Eleven of the dead were killed in the district of Jobar, where activists said a Syrian helicopter was downed earlier in the day, they said. Five of the Jobar victims were captured in Dayer Jdayeh Street and summarily executed by security forces, and the others died when their homes were hit, opposition activists said.
Syrian authorities have banned entry to most foreign media, making it impossible to verify accounts by activists and residents.
Fighting in Damascus between the army and rebels fighting to topple President Bashar al-Assad has grown increasingly violent in recent months. Assad's seat of power, once seen as immune to the violence, has now become a focus of the 17-month conflict.
"Shells hit a row of flats. We pulled out four bodies from inside, including a child," said one resident of Jobar, who did not want to be named for fear of reprisals.
Rebels have intensified guerrilla attacks on Assad's forces in the capital. The army has responded with artillery, mortar and aerial bombardment, as well as arrest raids.
"It appears that eastern Damascus is being subjected to collective punishment," Yasmine, one of the activists, said from the capital. "The shelling and helicopter fire are directly targeting civilians in their homes."
Footage released by opposition campaigners showed 20 bodies on the floor of a mosque in the adjacent neighbourhood of Zamalka, including three children. "I pray that you (Assad) will see your own children like this," said one man, gently moving the head of a dead boy whose jaw appeared to have been sliced through by shrapnel.
In a statement, the Zamalka Coordination Committee activist group said: "The humanitarian situation in horrific.

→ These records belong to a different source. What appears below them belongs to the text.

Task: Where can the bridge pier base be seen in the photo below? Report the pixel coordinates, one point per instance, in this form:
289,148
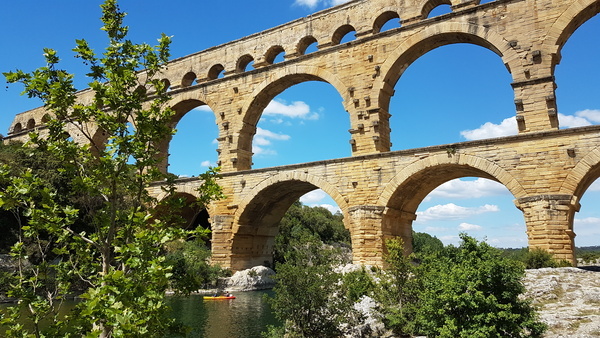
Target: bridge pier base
549,221
221,226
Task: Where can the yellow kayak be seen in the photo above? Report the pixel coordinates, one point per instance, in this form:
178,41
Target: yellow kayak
219,297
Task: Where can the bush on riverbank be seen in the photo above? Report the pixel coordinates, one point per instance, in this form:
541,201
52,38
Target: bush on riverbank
469,290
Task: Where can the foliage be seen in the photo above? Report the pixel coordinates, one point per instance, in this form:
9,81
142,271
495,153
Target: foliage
190,266
588,256
399,289
301,220
358,283
104,235
307,297
424,243
472,291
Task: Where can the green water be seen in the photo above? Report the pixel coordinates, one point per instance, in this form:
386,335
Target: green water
246,316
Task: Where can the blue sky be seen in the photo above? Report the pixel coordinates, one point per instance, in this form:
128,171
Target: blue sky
464,89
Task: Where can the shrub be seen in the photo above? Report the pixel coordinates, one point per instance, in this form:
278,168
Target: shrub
472,291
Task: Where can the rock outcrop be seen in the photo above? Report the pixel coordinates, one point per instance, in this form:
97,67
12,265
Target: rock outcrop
568,300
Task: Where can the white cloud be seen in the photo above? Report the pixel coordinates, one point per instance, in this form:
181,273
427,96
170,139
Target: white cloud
338,2
570,121
480,187
453,211
508,126
307,3
263,138
208,164
296,109
587,231
595,186
332,208
469,227
313,197
489,130
435,229
592,115
204,108
313,3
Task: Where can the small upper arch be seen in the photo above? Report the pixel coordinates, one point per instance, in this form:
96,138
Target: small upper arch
31,123
384,18
304,43
18,127
272,53
243,62
431,5
188,79
215,71
340,33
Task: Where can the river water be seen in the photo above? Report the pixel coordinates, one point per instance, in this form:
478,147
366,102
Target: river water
245,317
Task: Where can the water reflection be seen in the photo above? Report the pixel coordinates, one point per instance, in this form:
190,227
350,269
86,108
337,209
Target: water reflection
246,316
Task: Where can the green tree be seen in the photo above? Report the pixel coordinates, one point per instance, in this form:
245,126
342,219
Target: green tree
190,266
316,221
119,260
424,243
308,297
472,291
398,289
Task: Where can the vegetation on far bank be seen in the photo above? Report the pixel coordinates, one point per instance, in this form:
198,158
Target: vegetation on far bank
79,216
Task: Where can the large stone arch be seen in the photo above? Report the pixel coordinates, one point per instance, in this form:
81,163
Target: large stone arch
256,223
450,167
310,180
404,193
274,85
432,37
577,14
182,105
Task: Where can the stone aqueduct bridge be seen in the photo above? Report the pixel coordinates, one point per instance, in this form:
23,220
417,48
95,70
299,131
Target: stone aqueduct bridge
546,169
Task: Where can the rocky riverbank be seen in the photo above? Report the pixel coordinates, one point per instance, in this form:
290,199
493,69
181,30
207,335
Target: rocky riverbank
567,299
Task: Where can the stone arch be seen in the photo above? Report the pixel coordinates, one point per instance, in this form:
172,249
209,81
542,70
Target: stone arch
430,5
383,18
279,81
243,62
256,223
30,124
272,53
182,106
17,128
339,33
419,178
305,181
188,79
433,37
585,172
304,43
577,14
215,71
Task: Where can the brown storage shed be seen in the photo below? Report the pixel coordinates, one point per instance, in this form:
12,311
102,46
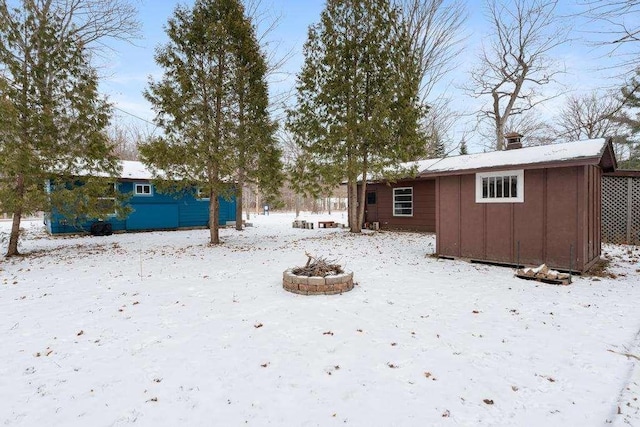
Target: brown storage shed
420,216
523,206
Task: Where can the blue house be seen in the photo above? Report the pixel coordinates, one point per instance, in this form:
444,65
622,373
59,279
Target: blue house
151,210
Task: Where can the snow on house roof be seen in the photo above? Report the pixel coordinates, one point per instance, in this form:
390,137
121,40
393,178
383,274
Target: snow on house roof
134,170
577,150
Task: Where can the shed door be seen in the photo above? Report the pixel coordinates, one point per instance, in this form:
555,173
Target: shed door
153,217
371,207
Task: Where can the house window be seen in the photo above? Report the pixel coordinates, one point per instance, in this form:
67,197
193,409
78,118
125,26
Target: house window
403,201
106,205
201,194
371,198
500,187
142,190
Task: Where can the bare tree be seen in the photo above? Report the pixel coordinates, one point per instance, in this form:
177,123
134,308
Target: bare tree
125,138
618,27
516,63
439,124
589,116
435,29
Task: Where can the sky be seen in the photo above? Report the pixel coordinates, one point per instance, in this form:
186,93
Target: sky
127,68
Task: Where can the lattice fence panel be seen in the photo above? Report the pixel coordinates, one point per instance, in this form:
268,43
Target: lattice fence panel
614,209
635,212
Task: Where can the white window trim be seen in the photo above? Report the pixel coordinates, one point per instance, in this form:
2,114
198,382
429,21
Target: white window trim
520,186
142,184
200,195
394,202
112,198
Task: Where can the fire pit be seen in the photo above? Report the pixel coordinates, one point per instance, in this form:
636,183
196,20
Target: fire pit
317,277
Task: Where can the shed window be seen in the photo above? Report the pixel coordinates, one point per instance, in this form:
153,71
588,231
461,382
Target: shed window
500,187
403,201
142,190
371,198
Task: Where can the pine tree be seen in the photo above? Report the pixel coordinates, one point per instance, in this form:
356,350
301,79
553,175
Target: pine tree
257,154
357,108
53,120
212,104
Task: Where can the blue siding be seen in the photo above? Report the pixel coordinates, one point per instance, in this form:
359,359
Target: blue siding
153,212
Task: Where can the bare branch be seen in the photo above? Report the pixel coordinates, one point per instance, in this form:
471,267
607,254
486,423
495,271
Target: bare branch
515,62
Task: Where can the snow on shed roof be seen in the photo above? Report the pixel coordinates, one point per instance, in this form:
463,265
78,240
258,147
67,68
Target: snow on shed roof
576,150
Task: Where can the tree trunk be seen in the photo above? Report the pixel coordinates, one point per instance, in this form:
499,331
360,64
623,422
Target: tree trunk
12,250
214,211
15,234
239,202
363,194
355,225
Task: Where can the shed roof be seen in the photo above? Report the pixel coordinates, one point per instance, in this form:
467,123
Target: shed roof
591,151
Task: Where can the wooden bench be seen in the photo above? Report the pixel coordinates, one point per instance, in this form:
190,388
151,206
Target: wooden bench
326,224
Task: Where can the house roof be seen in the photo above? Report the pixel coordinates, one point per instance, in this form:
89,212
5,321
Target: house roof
134,170
591,151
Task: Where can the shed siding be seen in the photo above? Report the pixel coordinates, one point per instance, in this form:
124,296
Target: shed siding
528,220
424,210
448,228
559,216
562,188
472,238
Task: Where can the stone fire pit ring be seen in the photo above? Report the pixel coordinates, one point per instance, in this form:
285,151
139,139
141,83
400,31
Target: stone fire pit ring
316,285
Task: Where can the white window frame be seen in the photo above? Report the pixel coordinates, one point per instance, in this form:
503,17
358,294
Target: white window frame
201,195
137,185
491,176
113,199
402,201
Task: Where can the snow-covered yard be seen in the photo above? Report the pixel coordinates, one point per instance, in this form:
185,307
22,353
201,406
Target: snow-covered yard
162,329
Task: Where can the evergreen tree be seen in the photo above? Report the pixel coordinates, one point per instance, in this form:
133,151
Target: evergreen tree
212,104
357,108
52,118
257,154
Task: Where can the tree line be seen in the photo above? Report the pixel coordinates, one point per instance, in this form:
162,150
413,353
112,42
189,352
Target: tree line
363,98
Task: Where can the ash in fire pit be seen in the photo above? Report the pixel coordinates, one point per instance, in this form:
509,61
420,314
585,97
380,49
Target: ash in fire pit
317,277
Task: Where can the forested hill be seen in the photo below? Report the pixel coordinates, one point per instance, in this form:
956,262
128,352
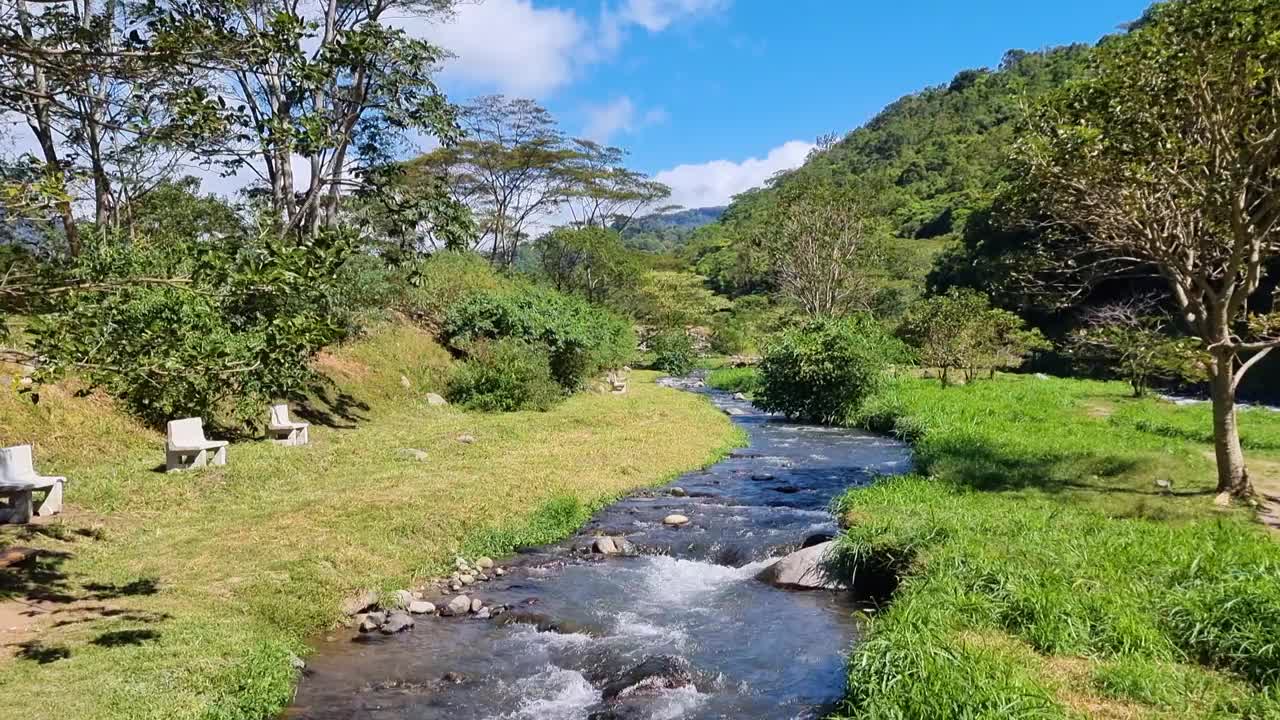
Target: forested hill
935,155
664,232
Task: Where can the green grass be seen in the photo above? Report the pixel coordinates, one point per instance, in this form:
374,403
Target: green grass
734,379
1043,574
186,596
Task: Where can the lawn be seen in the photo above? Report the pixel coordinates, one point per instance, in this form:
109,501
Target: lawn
188,596
1043,572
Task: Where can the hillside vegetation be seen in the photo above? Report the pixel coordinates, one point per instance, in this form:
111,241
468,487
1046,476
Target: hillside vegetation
174,596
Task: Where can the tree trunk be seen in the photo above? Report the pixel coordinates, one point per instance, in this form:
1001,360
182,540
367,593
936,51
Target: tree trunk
1233,477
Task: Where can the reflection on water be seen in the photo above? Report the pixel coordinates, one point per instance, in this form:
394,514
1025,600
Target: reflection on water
688,604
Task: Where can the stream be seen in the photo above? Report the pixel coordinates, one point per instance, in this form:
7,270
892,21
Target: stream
680,629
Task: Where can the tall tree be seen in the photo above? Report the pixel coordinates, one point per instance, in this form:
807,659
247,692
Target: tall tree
823,245
510,168
1166,159
330,83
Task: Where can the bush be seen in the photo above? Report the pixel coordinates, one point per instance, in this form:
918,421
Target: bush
581,338
673,352
728,336
225,327
822,372
439,282
504,376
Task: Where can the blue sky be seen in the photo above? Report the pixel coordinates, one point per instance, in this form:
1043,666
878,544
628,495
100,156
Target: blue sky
730,91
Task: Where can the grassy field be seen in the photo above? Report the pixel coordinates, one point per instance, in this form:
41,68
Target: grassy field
1045,574
187,596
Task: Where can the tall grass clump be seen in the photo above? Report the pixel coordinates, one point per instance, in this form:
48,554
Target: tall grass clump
823,370
1038,541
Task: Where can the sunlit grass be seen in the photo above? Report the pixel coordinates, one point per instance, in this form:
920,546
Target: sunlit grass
1047,575
214,579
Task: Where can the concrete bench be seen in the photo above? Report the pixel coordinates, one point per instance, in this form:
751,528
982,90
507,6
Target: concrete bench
284,431
19,482
186,446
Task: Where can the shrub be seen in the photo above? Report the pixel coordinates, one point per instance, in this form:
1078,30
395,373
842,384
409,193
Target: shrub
823,370
728,336
504,376
673,352
581,338
224,326
439,282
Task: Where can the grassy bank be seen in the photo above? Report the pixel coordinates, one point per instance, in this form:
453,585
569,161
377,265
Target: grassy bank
1045,574
186,596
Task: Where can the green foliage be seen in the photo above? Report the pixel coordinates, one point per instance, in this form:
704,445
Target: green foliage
673,352
822,372
590,261
673,300
728,335
1041,533
444,279
219,329
583,338
504,376
735,379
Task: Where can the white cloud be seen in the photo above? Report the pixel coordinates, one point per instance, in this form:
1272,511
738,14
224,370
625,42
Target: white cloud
717,182
508,45
657,16
620,115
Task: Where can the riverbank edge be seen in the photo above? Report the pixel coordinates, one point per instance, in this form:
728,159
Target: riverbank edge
923,657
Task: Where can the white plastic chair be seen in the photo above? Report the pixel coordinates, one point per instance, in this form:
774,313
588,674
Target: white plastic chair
284,431
18,481
187,447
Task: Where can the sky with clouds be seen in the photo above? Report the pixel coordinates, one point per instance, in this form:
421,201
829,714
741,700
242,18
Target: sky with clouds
714,96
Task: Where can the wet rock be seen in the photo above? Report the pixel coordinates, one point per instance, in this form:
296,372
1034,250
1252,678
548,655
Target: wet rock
545,624
360,602
397,621
662,673
371,621
818,538
803,570
460,605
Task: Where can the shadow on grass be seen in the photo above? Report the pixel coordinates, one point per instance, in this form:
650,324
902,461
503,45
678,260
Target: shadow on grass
332,408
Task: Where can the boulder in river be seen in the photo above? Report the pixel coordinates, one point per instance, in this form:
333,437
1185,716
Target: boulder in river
803,570
460,605
397,621
421,607
661,673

Dead and wounded people are in the streets and cannot be reached because of the ferocity of the bombardment."
Activists said the rest of the casualties were reported killed in helicopter and mortar shell bombardment on the suburbs of Irbin, Harasta, Kfar Batna and Muleiha, on the eastern outskirts of the capital.
Video footage from the Damascus suburb of Harasta showed what appeared to be a mortar round falling on a street lined with shops, with the cameraman yelling: "God is greatest", as parked cars around him burst into flames.